To validate the need for PlantRx, I conducted user surveys across social media and plant enthusiast communities, gathering insights from over [X] respondents. A key finding revealed strong interest among older adults (30+)—a demographic often overlooked by tech-first plant apps. Many expressed frustration with cluttered interfaces and jargon-heavy advice, emphasizing the need for simplicity and clarity. Key Decisions Inspired by Research: Streamlined Design: Prioritized large text, intuitive icons, and a clean layout to reduce cognitive load. Chatbot Integration: Added an AI assistant to guide users step-by-step (e.g., "Upload a photo or describe your plant’s issue—I’ll help!"), making navigation effortless for non-tech-savvy users. Balanced Approach: Combined "older-friendly" aesthetics (familiar button styles, high contrast) with modern tools like photo scanning to appeal to all ages. Quote from a Survey Respondent: "Most apps assume you’re a gen z with a PhD in plants. I just want to know why my fern is brown—without needing my granddaughter to explain the app first!"

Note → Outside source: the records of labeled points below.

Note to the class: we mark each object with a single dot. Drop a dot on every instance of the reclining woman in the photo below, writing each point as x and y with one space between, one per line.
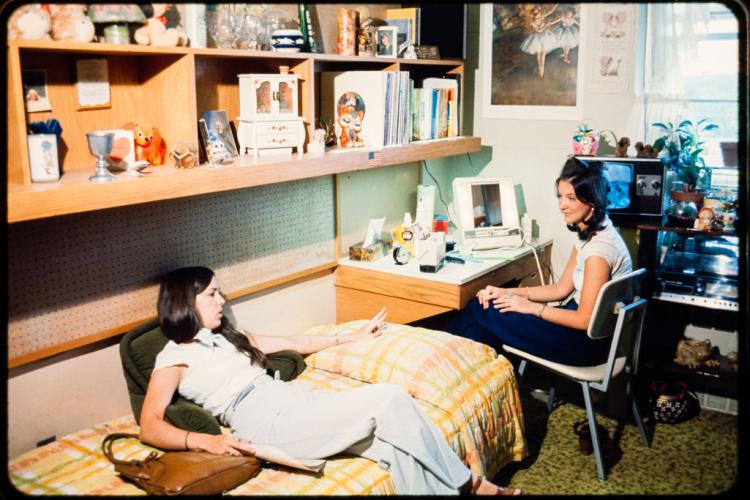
520 316
222 369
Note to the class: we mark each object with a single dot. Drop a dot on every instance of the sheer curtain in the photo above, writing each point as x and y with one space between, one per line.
672 33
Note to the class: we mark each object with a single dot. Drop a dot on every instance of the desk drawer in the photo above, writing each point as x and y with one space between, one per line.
404 287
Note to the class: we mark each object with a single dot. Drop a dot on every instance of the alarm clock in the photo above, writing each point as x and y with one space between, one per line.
400 255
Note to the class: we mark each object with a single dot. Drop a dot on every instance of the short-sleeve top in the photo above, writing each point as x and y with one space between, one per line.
607 244
216 370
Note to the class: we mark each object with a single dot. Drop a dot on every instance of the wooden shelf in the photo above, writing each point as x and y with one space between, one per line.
74 193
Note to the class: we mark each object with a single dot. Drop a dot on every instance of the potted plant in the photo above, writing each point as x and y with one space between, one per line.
680 151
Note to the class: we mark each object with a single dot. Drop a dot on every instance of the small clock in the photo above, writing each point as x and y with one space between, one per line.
401 255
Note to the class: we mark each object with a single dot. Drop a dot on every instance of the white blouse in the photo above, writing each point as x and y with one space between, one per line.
216 371
607 244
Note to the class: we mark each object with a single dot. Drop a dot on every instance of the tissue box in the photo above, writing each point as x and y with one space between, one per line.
370 253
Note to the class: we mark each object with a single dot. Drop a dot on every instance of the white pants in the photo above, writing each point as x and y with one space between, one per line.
380 422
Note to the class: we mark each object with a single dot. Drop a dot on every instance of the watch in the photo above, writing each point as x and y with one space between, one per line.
401 255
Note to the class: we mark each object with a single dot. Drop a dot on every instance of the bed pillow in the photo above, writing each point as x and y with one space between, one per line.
431 365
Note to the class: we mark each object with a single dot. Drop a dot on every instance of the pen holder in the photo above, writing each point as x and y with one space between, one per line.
369 253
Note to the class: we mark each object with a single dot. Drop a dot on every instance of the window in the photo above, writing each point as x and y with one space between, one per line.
699 45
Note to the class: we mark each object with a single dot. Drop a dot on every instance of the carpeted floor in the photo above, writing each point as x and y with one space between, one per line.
698 456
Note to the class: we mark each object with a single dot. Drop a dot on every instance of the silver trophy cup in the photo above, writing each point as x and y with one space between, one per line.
100 145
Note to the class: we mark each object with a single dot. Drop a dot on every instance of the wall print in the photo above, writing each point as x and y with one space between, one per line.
532 60
35 90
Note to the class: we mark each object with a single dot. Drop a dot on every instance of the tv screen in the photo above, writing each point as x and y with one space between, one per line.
485 200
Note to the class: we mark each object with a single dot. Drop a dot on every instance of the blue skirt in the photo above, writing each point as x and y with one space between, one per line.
529 333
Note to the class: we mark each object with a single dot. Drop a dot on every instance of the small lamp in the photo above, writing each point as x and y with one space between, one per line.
115 19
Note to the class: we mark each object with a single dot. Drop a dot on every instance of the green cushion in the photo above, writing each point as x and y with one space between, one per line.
138 350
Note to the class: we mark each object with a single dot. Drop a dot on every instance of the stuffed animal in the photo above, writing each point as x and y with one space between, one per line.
149 145
693 353
621 151
70 22
161 30
30 22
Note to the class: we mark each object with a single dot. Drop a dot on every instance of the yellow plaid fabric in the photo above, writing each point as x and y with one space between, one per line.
484 425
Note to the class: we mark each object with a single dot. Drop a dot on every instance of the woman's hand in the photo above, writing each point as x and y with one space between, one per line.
221 444
372 329
509 302
487 294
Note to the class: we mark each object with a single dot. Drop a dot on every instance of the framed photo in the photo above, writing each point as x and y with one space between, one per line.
531 60
92 83
35 90
387 41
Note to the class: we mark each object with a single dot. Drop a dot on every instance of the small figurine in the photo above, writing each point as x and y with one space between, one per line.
350 112
705 219
621 151
149 145
318 143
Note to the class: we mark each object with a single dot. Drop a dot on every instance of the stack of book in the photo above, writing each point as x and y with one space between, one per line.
435 109
383 108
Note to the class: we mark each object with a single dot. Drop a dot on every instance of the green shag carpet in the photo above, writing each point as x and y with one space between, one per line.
698 456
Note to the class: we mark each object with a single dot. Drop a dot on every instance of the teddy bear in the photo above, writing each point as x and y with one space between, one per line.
70 22
30 22
162 29
149 144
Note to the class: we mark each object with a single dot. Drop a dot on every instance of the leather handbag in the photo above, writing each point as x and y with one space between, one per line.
672 403
183 472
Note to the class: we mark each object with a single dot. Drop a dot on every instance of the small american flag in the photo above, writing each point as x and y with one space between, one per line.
373 158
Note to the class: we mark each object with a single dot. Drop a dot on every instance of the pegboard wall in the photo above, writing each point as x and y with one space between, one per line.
74 276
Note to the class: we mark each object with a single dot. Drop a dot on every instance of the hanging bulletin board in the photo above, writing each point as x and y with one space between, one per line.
92 275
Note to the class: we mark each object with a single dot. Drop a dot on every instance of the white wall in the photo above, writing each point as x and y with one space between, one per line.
533 151
85 387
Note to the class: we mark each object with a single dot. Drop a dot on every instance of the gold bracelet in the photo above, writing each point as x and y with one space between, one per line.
541 310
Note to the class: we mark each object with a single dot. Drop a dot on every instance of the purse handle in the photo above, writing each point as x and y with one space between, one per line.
111 438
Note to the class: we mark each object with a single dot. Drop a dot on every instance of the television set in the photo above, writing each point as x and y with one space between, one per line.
487 212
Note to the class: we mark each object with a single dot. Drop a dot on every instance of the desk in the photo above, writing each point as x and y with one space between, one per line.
362 288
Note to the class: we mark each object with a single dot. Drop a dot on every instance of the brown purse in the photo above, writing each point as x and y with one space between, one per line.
183 472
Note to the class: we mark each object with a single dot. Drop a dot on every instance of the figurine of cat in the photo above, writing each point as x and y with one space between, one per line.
693 353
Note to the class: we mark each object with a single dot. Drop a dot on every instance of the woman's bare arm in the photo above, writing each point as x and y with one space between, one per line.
307 344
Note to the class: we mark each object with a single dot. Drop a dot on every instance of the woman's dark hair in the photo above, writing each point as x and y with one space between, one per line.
179 319
591 187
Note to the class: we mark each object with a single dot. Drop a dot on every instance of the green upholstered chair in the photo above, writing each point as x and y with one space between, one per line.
138 350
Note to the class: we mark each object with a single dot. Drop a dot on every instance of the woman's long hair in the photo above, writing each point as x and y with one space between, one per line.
591 187
179 319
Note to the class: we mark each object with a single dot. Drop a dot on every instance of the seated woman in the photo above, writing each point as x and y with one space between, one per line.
519 317
222 369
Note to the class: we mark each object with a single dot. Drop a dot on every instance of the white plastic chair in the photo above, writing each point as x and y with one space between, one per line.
617 304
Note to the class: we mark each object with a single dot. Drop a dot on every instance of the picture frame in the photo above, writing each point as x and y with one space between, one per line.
387 41
92 83
516 82
35 91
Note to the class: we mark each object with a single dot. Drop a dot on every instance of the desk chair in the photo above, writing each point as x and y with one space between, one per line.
617 304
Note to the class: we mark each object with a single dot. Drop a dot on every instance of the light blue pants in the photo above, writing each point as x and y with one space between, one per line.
380 422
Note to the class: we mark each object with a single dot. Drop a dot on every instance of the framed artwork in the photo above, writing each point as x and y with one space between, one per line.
531 57
387 41
35 90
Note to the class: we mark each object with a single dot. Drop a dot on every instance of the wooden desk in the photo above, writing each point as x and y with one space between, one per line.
362 288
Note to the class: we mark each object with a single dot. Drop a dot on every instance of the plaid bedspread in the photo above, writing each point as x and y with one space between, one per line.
463 387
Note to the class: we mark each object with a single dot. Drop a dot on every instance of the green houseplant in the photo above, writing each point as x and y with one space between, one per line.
681 147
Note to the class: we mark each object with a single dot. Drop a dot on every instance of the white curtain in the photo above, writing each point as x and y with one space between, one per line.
673 31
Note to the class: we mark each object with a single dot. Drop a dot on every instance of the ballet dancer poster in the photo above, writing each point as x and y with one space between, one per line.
532 60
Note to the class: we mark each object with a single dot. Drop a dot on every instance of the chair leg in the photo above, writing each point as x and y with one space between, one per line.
600 470
636 413
551 397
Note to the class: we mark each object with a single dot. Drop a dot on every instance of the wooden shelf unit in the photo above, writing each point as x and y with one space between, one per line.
170 88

Sketching and Conceptualization

Design sketches

I always start with pencil and paper, sketching multiple concepts quickly. This low-fidelity approach allows me to explore different ideas without getting bogged down in details too early.

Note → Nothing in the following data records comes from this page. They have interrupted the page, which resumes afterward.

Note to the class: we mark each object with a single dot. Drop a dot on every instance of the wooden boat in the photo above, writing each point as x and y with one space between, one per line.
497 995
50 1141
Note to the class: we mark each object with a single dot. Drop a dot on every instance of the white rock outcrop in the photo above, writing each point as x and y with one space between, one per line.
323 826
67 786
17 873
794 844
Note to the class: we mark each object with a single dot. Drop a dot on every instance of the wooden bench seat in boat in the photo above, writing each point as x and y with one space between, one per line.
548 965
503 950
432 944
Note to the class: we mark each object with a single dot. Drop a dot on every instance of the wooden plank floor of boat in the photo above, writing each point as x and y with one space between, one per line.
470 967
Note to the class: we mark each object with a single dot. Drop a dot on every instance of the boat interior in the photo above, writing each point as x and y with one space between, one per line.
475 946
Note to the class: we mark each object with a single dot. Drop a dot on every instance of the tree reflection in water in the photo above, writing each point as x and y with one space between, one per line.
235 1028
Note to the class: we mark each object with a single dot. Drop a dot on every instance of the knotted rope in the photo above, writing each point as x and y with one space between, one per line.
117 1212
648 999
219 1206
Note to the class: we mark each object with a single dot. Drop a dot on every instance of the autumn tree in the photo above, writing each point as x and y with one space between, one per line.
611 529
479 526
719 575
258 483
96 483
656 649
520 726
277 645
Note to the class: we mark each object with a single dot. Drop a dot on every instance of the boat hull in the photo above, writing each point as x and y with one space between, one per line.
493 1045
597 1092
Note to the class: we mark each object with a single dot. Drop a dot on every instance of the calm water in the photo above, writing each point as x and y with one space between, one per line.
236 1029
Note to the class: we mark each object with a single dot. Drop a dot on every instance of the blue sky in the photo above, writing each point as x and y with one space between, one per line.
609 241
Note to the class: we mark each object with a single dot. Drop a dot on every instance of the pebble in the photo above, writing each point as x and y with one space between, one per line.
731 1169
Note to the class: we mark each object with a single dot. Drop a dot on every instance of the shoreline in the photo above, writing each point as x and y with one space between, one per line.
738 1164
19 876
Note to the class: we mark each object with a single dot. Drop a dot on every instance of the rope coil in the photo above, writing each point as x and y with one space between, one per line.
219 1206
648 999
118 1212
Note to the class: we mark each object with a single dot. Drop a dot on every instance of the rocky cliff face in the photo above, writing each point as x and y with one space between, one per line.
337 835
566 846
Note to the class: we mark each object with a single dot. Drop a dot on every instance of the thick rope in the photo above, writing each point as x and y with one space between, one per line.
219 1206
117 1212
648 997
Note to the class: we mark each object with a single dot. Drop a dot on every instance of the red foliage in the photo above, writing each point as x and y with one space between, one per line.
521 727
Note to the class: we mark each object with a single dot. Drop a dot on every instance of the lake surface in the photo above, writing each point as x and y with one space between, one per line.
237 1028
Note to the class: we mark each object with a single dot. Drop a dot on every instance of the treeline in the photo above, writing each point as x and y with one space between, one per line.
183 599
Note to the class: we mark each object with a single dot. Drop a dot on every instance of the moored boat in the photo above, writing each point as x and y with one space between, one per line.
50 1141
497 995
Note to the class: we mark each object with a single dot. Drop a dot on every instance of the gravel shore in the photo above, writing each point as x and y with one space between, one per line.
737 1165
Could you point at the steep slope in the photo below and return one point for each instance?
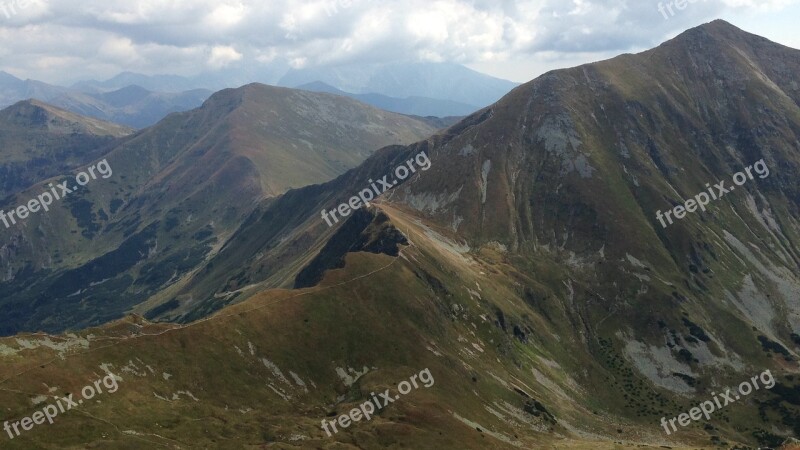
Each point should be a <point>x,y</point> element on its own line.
<point>131,105</point>
<point>525,268</point>
<point>177,192</point>
<point>39,141</point>
<point>553,194</point>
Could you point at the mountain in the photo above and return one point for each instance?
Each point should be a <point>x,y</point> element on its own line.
<point>416,106</point>
<point>178,190</point>
<point>416,88</point>
<point>442,81</point>
<point>129,105</point>
<point>13,90</point>
<point>522,266</point>
<point>132,105</point>
<point>161,83</point>
<point>39,141</point>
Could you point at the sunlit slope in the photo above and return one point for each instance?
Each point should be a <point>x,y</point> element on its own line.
<point>268,370</point>
<point>178,191</point>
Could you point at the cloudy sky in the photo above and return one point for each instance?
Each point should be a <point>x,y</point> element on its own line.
<point>62,41</point>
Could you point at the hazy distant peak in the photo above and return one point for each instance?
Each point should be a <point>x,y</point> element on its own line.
<point>34,114</point>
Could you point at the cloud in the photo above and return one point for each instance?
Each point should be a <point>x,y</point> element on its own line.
<point>222,56</point>
<point>96,38</point>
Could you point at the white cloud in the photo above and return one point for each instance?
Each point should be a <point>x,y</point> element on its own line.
<point>188,36</point>
<point>221,56</point>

My design journey for PlantRx began with rapid hand-drawn sketches, exploring multiple layouts for key features like the AI diagnosis flow and plant care dashboard. Early iterations focused on simplifying navigation—reducing taps to diagnose issues, enlarging buttons for accessibility, and ensuring the chatbot felt approachable. Feedback from peers revealed that users preferred a guided process (e.g., step-by-step photo uploads over open-ended menus), which led to refined wireframes with clearer prompts and visual cues. These sketches evolved into low-fidelity digital prototypes, where I tested prioritization of information (e.g., placing emergency care tips above general advice). The sketches were crucial in balancing aesthetic minimalism with functional clarity, especially for older adults—proving that even rough drawings can uncover critical UX insights before a single pixel is designed.

Digital Execution

Digital design process

Using Figma, I transformed my initial sketches into a high-fidelity, interactive prototype for PlantRx, meticulously refining each component to align with user needs uncovered during research. I prioritized intuitive workflows—like streamlining the AI diagnosis process to just three taps (upload photo → review results → save treatment plan)—while maintaining accessibility through legible typography, high-contrast colors, and touch-friendly buttons. Interactive elements, such as the chatbot’s conversational UI and animated loading states during photo analysis, were prototyped to mimic real-world functionality. Through iterative testing, I optimized micro-interactions (e.g., feedback animations when saving a plant) to enhance usability, particularly for older adults. Figma’s collaborative features also allowed me to share prototypes with testers globally, ensuring the design resonated across diverse audiences before development.

Review and Refinement

PlantRX

The PlantRx prototype underwent rigorous usability testing with diverse user groups, particularly targeting older adults and novice plant owners who formed our core demographic. Through moderated testing sessions and A/B comparisons, I identified pain points like confusing navigation in the diagnosis flow and hesitation when using the AI photo scanner. Key refinements included simplifying the upload process with clearer visual cues, adding a progress indicator during AI analysis to reduce anxiety, and restructuring the chatbot to use plain-language questions. I also enhanced accessibility by increasing tap target sizes by 30% and introducing a high-contrast mode based on user requests. Each iteration was validated through follow-up testing, resulting in a 40% reduction in user errors and significantly higher completion rates for critical tasks. This cyclical process of testing, analyzing, and refining ensured the final design truly addressed user needs while maintaining the app's signature simplicity.